Un tribunal fédéral a infligé un revers juridique majeur à l'administration Trump en bloquant, vendredi, sa tentative d'interdire l'accès à l'asile pour les migrants franchissant illégalement la frontière sud des États-Unis.
La Cour d'appel du district de Columbia a statué à deux voix contre une, confirmant que le président ne pouvait pas expulser des migrants « selon des procédures d'expulsion sommaire de son propre chef » ni suspendre leur droit de demander l'asile, même en cas d'entrée irrégulière.

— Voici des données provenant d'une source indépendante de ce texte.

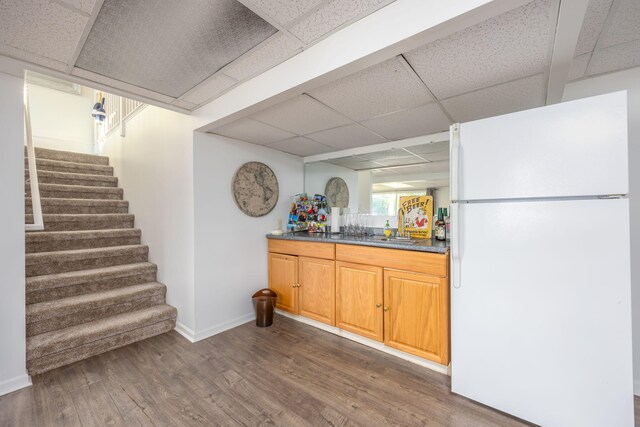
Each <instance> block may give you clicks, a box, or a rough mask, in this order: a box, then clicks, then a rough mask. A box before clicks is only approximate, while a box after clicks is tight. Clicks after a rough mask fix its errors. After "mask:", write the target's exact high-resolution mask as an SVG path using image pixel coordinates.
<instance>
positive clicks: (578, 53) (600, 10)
mask: <svg viewBox="0 0 640 427" xmlns="http://www.w3.org/2000/svg"><path fill="white" fill-rule="evenodd" d="M612 4H613V0H590V1H589V6H588V7H587V12H586V14H585V16H584V21H582V29H581V30H580V37H578V45H577V46H576V53H575V55H576V56H578V55H582V54H583V53H588V52H593V49H594V48H595V47H596V42H597V41H598V37H600V33H601V32H602V28H603V26H604V23H605V21H606V20H607V15H609V10H610V9H611V5H612Z"/></svg>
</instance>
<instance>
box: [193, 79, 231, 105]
mask: <svg viewBox="0 0 640 427" xmlns="http://www.w3.org/2000/svg"><path fill="white" fill-rule="evenodd" d="M236 83H237V82H236V81H235V80H234V79H232V78H231V77H229V76H226V75H224V74H222V73H220V72H218V73H216V74H214V75H213V76H211V77H210V78H208V79H207V80H205V81H204V82H203V83H200V84H199V85H198V86H196V87H195V88H194V89H193V90H192V91H190V92H189V93H188V94H186V95H184V96H182V97H181V99H184V100H185V101H187V102H191V103H194V104H198V105H199V104H202V103H203V102H205V101H208V100H209V99H211V98H215V97H217V96H218V95H220V94H221V93H222V92H224V91H225V90H227V89H229V88H230V87H232V86H233V85H235V84H236Z"/></svg>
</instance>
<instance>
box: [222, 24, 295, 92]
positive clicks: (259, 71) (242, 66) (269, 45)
mask: <svg viewBox="0 0 640 427" xmlns="http://www.w3.org/2000/svg"><path fill="white" fill-rule="evenodd" d="M301 48H302V43H301V42H298V41H295V40H294V39H293V38H292V37H289V36H286V35H284V34H283V33H281V32H278V33H276V34H274V35H273V36H271V37H270V38H268V39H267V40H265V41H264V42H262V43H261V44H259V45H258V46H256V47H255V48H254V49H252V50H251V51H249V52H247V53H245V54H244V55H242V56H241V57H240V58H238V59H236V60H235V61H233V62H232V63H231V64H229V65H228V66H226V67H225V68H223V69H222V72H223V73H224V74H226V75H228V76H230V77H233V78H234V79H236V80H238V81H241V80H245V79H248V78H250V77H253V76H255V75H257V74H260V73H262V72H264V71H267V70H268V69H270V68H272V67H275V66H276V65H278V64H280V63H281V62H284V61H285V60H287V59H289V58H290V57H292V56H293V55H294V54H296V53H297V52H299V51H300V50H301Z"/></svg>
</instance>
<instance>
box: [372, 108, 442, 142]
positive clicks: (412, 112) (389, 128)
mask: <svg viewBox="0 0 640 427" xmlns="http://www.w3.org/2000/svg"><path fill="white" fill-rule="evenodd" d="M450 124H451V122H450V121H449V119H448V118H447V116H445V115H444V113H443V112H442V110H441V109H440V107H439V106H438V104H436V103H431V104H427V105H423V106H422V107H418V108H414V109H412V110H406V111H399V112H397V113H391V114H385V115H384V116H380V117H376V118H373V119H369V120H365V121H364V122H362V125H363V126H365V127H367V128H368V129H371V130H372V131H374V132H377V133H379V134H380V135H382V136H384V137H386V138H388V139H391V140H394V139H405V138H412V137H414V136H420V135H429V134H432V133H436V132H440V131H444V130H447V129H449V125H450Z"/></svg>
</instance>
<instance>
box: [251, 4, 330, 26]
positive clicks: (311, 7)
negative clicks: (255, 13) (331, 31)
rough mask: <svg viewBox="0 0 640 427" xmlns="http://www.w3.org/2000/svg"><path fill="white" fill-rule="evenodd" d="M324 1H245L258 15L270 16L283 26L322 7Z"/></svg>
mask: <svg viewBox="0 0 640 427" xmlns="http://www.w3.org/2000/svg"><path fill="white" fill-rule="evenodd" d="M322 3H323V0H245V4H247V6H249V8H251V9H252V10H254V11H255V12H256V13H257V14H258V15H262V13H264V14H266V15H268V16H269V17H270V18H272V19H273V20H274V21H276V22H277V23H279V24H280V25H282V26H286V25H287V24H289V23H290V22H291V21H293V20H295V19H297V18H299V17H301V16H302V15H304V14H305V13H308V12H310V11H311V10H313V8H316V7H318V6H320V5H321V4H322Z"/></svg>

Les juges Cornelia Pillard, nommée par Barack Obama, et J. Michelle Childs, désignée par Joe Biden, ont voté contre l'administration Trump. Seul Justin Walker, nommé par Trump, a soutenu cette mesure. Le panel a ainsi confirmé une décision rendue en juillet par le juge fédéral Randolph Moss, qui avait estimé que le décret de janvier 2025, mettant fin aux demandes d'asile pour les migrants traversant illégalement la frontière américano-mexicaine, contrevenait à la loi fédérale.
« Empêcher des étrangers physiquement présents aux États-Unis de demander l'asile, et donc de bénéficier d'une évaluation statutaire de leur éligibilité, est incompatible avec la loi », a écrit la juge Childs dans son arrêt.

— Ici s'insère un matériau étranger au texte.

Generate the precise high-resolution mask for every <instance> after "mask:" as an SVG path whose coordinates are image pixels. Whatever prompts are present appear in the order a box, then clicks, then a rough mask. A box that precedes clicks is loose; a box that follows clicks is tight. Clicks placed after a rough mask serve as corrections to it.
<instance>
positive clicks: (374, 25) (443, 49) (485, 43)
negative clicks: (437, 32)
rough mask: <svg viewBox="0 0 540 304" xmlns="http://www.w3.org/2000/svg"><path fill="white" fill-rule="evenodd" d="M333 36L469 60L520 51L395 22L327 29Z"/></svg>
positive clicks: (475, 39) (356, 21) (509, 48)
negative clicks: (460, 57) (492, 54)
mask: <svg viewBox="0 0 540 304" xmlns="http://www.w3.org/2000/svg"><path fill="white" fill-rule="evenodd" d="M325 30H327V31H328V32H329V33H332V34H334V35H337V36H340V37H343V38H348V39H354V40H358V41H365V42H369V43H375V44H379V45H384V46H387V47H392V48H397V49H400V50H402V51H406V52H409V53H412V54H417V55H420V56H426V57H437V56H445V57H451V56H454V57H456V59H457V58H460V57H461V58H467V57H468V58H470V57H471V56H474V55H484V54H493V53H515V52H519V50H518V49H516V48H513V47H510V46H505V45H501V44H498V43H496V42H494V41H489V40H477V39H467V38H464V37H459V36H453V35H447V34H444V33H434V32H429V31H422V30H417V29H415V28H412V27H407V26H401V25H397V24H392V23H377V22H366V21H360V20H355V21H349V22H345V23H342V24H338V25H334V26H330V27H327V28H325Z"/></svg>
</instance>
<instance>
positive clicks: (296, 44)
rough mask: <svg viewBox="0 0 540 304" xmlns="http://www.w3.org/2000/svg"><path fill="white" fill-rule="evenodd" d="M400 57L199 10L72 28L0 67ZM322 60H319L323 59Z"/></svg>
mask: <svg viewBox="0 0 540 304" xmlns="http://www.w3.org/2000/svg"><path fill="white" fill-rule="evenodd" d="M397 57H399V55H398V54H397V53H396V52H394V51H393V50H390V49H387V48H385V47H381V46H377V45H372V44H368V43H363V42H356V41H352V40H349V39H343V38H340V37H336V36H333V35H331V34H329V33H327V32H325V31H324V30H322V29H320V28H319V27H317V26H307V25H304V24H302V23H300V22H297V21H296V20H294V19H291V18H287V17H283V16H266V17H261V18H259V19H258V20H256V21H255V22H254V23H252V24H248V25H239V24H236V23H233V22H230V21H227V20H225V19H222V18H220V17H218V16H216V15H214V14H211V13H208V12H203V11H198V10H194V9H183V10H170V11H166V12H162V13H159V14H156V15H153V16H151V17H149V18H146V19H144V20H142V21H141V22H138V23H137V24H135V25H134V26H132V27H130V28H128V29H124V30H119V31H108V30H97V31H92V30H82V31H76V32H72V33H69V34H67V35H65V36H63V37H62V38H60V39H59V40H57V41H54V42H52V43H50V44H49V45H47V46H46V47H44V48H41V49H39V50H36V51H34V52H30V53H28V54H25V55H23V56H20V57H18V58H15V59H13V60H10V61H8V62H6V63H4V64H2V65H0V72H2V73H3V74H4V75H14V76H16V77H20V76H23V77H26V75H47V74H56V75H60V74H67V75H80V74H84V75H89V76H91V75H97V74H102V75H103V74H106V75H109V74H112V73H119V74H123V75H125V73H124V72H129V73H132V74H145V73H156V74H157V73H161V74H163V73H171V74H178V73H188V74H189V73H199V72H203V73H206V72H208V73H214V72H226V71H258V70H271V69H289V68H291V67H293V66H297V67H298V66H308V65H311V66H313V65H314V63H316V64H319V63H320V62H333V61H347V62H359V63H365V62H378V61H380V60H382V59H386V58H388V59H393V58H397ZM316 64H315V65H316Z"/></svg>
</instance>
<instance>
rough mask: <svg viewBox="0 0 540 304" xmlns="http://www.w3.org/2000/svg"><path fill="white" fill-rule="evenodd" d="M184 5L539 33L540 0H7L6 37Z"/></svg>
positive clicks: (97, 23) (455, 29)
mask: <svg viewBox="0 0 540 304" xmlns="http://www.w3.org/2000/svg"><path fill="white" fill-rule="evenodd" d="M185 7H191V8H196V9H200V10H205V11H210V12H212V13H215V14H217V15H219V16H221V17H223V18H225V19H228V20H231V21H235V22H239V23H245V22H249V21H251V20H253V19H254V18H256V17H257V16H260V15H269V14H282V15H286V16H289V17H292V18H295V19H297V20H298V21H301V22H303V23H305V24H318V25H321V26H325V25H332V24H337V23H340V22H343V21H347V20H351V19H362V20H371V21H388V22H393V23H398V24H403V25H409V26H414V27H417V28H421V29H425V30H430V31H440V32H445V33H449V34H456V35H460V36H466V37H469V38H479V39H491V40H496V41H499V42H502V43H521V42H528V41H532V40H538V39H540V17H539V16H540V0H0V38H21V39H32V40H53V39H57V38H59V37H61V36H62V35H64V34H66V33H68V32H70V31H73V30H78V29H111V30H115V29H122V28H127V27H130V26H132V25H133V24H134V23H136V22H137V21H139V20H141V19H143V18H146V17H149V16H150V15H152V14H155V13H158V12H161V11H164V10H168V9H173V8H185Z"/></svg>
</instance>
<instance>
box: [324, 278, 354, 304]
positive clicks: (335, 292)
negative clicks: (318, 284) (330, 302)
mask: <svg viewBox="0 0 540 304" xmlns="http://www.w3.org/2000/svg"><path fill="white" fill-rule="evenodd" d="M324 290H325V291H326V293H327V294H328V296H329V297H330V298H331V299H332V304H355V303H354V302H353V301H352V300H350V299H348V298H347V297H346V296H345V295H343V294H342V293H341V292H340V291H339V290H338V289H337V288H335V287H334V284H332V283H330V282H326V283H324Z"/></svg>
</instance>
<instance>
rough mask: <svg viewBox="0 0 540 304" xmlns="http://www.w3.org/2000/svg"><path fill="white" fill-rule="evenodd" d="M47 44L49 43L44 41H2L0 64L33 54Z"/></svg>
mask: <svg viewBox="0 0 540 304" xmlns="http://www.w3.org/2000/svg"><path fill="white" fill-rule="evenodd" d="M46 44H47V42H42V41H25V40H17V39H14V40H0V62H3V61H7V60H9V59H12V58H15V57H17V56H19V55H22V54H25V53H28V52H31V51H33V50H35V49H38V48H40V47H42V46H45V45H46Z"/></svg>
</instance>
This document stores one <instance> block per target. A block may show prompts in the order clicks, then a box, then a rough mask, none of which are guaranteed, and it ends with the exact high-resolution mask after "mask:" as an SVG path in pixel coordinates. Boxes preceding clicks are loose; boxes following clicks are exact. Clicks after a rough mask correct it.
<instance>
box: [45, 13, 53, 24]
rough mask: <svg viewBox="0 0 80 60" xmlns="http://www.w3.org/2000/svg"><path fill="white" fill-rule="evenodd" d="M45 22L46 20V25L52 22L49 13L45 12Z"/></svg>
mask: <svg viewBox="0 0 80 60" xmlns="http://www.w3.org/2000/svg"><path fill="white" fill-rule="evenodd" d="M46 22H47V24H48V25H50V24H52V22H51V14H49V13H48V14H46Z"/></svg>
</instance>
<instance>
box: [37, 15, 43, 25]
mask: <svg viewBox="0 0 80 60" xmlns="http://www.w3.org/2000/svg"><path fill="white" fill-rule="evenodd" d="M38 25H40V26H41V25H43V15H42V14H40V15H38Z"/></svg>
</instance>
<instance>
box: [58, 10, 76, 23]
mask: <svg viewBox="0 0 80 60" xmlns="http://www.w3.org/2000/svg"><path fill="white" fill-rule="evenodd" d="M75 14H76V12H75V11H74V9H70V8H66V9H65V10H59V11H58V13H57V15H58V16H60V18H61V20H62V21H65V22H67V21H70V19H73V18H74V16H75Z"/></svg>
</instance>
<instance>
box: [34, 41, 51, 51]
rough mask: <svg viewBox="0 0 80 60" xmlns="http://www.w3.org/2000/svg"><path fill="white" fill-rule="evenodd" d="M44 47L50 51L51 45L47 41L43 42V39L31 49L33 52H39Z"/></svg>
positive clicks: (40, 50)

Cette décision intervient alors que le nombre de demandes d'asile a fortement diminué sous l'administration Trump, qui a multiplié les mesures restrictives, comme le limogeage de juges spécialisés et la promotion de déportations massives, malgré de nombreuses défaites judiciaires.
Stephen Miller, conseiller de Trump, avait déjà critiqué une décision similaire rendue l'an dernier par un tribunal inférieur, qualifiant le juge Randolph Moss de « juge marxiste » cherchant à « contourner la Cour suprême ». Ce dernier est effectivement la prochaine étape probable pour ce dossier.